In explaining the 8.7 percentage point drop in the People's Action Party's (PAP) overall vote share in last Friday's general election, former PAP MP Hong Hai, a Nanyang Technological University adjunct professor, said that Generation Z voters want a greater contest of ideas (A watershed election and new normal?, July 12).
But while Gen Z voters may claim to want that contest of ideas, the way many of them behaved during the election period did not really support that claim.
Simply look to social media, where it is common to see the youth express what can be described only as contemptuous outrage when faced with a post voicing pro-establishment views.
Outrage at a post's content is one thing, and perhaps understandable given ideological differences.
However, a large portion of this rage is directed towards the person who posted the pro-establishment views. It is an approach that demonises those that hold opposing viewpoints, and is entirely contrary to the desire for a greater contest of ideas.

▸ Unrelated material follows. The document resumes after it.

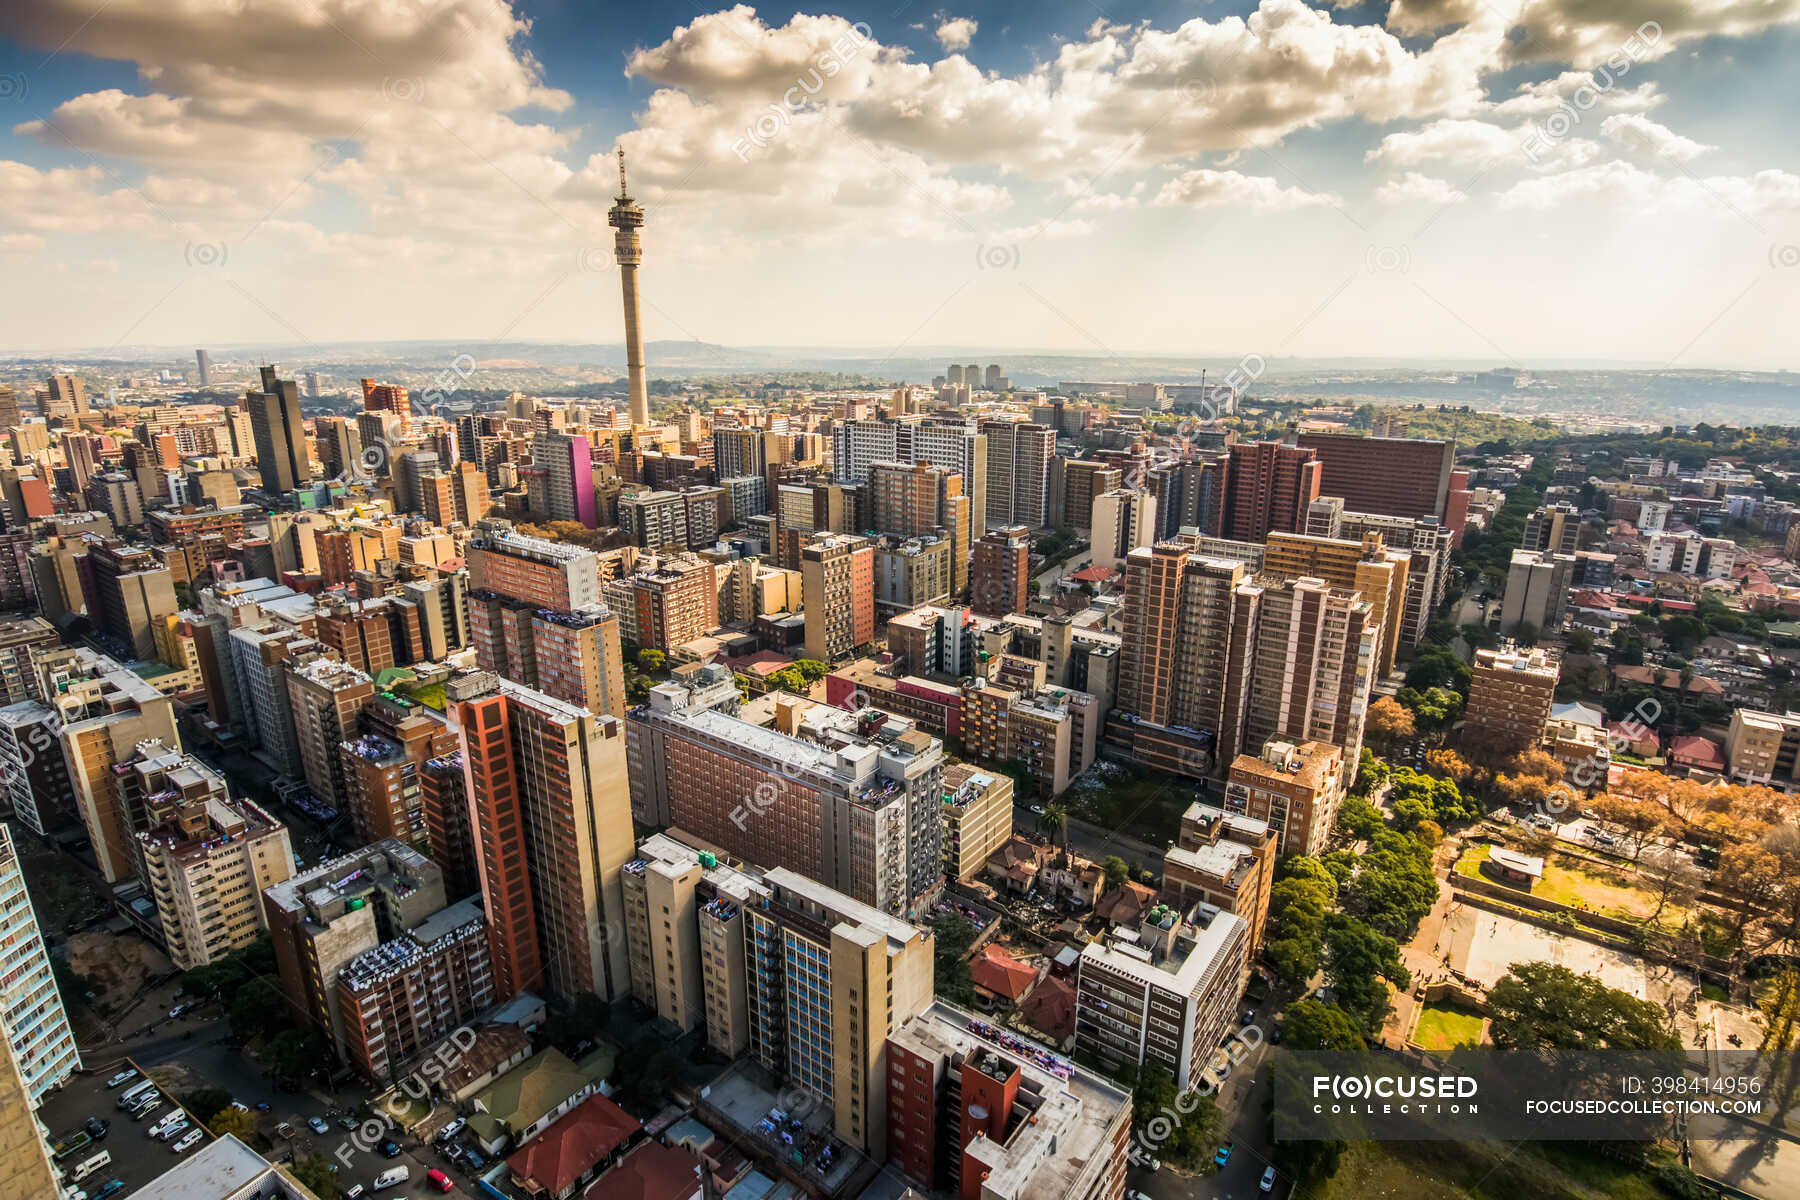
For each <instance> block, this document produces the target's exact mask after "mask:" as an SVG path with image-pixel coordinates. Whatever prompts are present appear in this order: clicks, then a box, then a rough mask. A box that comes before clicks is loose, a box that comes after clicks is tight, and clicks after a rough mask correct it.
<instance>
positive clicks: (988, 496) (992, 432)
mask: <svg viewBox="0 0 1800 1200" xmlns="http://www.w3.org/2000/svg"><path fill="white" fill-rule="evenodd" d="M981 432H983V435H986V439H988V480H986V484H988V520H986V524H988V525H1024V527H1026V529H1042V527H1044V525H1048V524H1049V462H1051V459H1055V457H1057V430H1053V428H1048V426H1044V425H1031V423H1028V421H983V423H981Z"/></svg>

This style of politics, characterised by a complete rejection of any opposing views and placing labels such as "bigot" or "boomer" on those who hold such views, seems inspired by far-left liberal values in the United States. This approach, unfortunately, seems to be in vogue in many parts of the world today.
All of us, especially the young, should take a page from the book of the academics, artists and writers, including authors Margaret Atwood and Salman Rushdie, who signed an open letter warning that free speech is under threat due to an "intolerance of opposing views" (J.K. Rowling signs letter warning over free speech, July 10).